Question: how was the model validated?
gshotwell opened this issue · 1 comments
My apologies if I'm not reading your modelling code correctly, but it seems like you're training a high dimensional GBM on a biased dataset and are then using that model to generate estimates for countries which are really different from the countries included in the training data. For example your data doesn't include many low-income, or low-life expectancy countries despite the fact that both of those factors are probably related to excess mortality. I also think there are also only four, non-representative, African countries.
I see that there's some cross-validation happening, but a GBM model that big can easily overfit this data even with cross validation, so how are you validating that your model's out-of-sample predictions are correct?
Hi @gshotwell,
Thanks for the input, and the neat chart. I am not sure what you mean by biased here - but I'll assume you mean it in the sense of us having more data from richer countries (or countries with higher life expectancies). That is the case - we surely wished we had data from a wider set of countries, and have spent much effort in trying to acquire that. For instance, you will see that we have data from several subnational units in India, as well as Indonesia. We point out how the training data we have access to this leads our models to be especially uncertain in poorer countries both on the page itself and in our methodology.

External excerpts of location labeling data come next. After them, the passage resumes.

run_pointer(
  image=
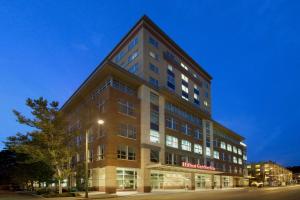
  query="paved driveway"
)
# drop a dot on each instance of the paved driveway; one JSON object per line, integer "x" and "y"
{"x": 282, "y": 193}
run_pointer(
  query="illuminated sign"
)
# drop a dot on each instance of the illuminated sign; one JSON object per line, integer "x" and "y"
{"x": 196, "y": 166}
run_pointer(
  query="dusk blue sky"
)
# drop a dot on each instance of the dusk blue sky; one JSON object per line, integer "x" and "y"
{"x": 251, "y": 48}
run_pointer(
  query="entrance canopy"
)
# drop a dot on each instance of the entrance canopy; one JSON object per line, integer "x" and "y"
{"x": 182, "y": 169}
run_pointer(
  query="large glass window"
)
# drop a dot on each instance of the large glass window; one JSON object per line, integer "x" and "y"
{"x": 154, "y": 156}
{"x": 239, "y": 151}
{"x": 122, "y": 152}
{"x": 101, "y": 152}
{"x": 172, "y": 141}
{"x": 154, "y": 136}
{"x": 216, "y": 155}
{"x": 223, "y": 145}
{"x": 126, "y": 179}
{"x": 234, "y": 149}
{"x": 207, "y": 152}
{"x": 153, "y": 68}
{"x": 186, "y": 145}
{"x": 171, "y": 123}
{"x": 134, "y": 68}
{"x": 127, "y": 130}
{"x": 198, "y": 148}
{"x": 229, "y": 147}
{"x": 133, "y": 56}
{"x": 153, "y": 81}
{"x": 153, "y": 42}
{"x": 126, "y": 107}
{"x": 125, "y": 152}
{"x": 133, "y": 43}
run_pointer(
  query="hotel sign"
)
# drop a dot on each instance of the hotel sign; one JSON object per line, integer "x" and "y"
{"x": 196, "y": 166}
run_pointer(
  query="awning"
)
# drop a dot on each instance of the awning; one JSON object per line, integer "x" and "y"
{"x": 182, "y": 169}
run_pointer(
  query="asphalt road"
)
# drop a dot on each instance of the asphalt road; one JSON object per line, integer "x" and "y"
{"x": 282, "y": 193}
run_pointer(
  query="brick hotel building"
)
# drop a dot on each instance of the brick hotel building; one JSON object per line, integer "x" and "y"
{"x": 158, "y": 131}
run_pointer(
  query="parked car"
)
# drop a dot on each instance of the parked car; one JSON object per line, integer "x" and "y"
{"x": 257, "y": 184}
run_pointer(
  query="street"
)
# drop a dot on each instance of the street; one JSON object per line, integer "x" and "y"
{"x": 281, "y": 193}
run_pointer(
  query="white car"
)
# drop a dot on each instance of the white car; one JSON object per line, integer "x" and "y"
{"x": 257, "y": 184}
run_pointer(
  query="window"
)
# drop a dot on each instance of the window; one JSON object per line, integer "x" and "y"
{"x": 126, "y": 107}
{"x": 132, "y": 43}
{"x": 234, "y": 159}
{"x": 101, "y": 105}
{"x": 171, "y": 141}
{"x": 127, "y": 130}
{"x": 205, "y": 103}
{"x": 171, "y": 123}
{"x": 229, "y": 148}
{"x": 131, "y": 153}
{"x": 153, "y": 81}
{"x": 153, "y": 55}
{"x": 185, "y": 128}
{"x": 126, "y": 152}
{"x": 154, "y": 156}
{"x": 119, "y": 56}
{"x": 240, "y": 161}
{"x": 186, "y": 145}
{"x": 198, "y": 134}
{"x": 196, "y": 90}
{"x": 239, "y": 151}
{"x": 134, "y": 68}
{"x": 234, "y": 149}
{"x": 153, "y": 42}
{"x": 133, "y": 56}
{"x": 223, "y": 145}
{"x": 198, "y": 148}
{"x": 90, "y": 155}
{"x": 184, "y": 66}
{"x": 216, "y": 155}
{"x": 153, "y": 68}
{"x": 101, "y": 152}
{"x": 208, "y": 151}
{"x": 122, "y": 152}
{"x": 184, "y": 78}
{"x": 154, "y": 136}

However, while this greatly reduces our precision, it does not directly introduce bias (here used in the sense of errors systematically off in one direction or the other) in our estimates as far as I can tell. (As a side note, I would recommend using PPP-adjusted incomes for the above chart, as they would be the relevant ones).
A few notes that might clarify: With regards to cross-validation, that is something we do, and they validate that the out-of-sample predictions of the approach are largely correct (we detail this in our methodology). (Naturally, we cannot validate that our estimates or model are correct in countries for which no total mortality data exists - that would be impossible.)

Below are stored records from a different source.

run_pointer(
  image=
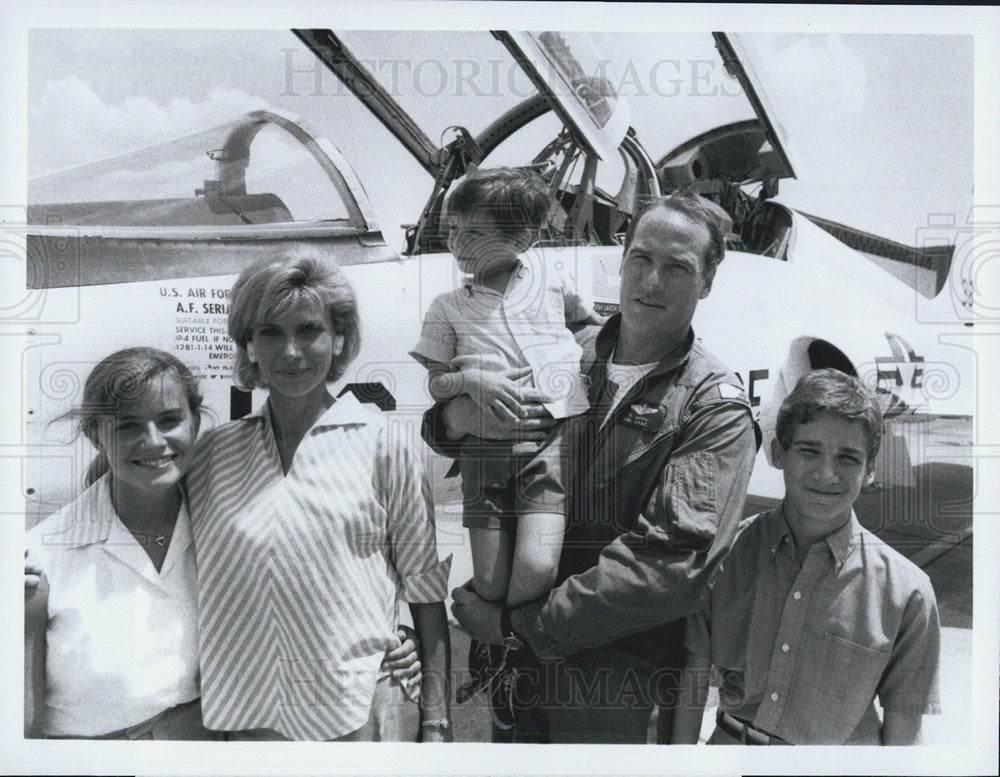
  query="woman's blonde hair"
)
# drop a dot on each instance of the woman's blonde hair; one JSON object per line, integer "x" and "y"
{"x": 275, "y": 284}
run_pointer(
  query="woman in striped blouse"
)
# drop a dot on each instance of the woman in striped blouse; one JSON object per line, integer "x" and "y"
{"x": 311, "y": 518}
{"x": 111, "y": 623}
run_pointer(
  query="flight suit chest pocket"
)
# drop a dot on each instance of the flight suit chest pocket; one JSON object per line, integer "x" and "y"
{"x": 638, "y": 429}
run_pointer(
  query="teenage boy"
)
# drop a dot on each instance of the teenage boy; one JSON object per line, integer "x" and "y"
{"x": 811, "y": 617}
{"x": 512, "y": 312}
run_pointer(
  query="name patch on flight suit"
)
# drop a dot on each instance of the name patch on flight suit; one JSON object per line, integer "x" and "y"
{"x": 645, "y": 418}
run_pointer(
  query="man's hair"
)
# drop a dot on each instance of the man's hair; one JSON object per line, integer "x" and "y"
{"x": 693, "y": 208}
{"x": 515, "y": 198}
{"x": 830, "y": 391}
{"x": 276, "y": 284}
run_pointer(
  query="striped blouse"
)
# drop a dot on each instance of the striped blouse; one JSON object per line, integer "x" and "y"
{"x": 299, "y": 574}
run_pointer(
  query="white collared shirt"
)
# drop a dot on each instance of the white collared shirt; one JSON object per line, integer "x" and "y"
{"x": 525, "y": 326}
{"x": 300, "y": 572}
{"x": 122, "y": 638}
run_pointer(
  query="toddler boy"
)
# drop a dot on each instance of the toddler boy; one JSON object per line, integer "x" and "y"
{"x": 511, "y": 314}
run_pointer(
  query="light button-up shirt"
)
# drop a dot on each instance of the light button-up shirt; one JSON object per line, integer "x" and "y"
{"x": 802, "y": 652}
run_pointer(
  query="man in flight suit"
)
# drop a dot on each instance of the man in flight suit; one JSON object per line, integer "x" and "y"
{"x": 662, "y": 463}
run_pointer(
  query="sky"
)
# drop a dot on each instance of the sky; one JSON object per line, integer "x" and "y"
{"x": 879, "y": 127}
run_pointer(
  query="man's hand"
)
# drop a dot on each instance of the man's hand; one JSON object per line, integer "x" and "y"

I am not sure what you are referring to when you say that a GBM model can easily overfit, or how its size enters into this. We use an information-criterion approach to avoid overfitting (there is a link in the readme to the relevant paper detailing this), not one based on cross-validation of hyperparameters. Gradient boosting algorithms, be the algorithm we use or competing ones such as xgboost or catboost, are also preferred by some many precisely because they do well at out-of-sample prediction. Income and life expectancy are also included in our models explicitly as predictors, meaning that if such patterns exist, the model will adjust predictions accordingly (as far as it can discover such relationships within our training data).
If you have any ideas or sources of data from other settings, do please let us know so we can incorporate it and improve our models. Also welcome any suggestions on how to improve the model itself or any competing algorithm that does better in cross-validation. Thanks!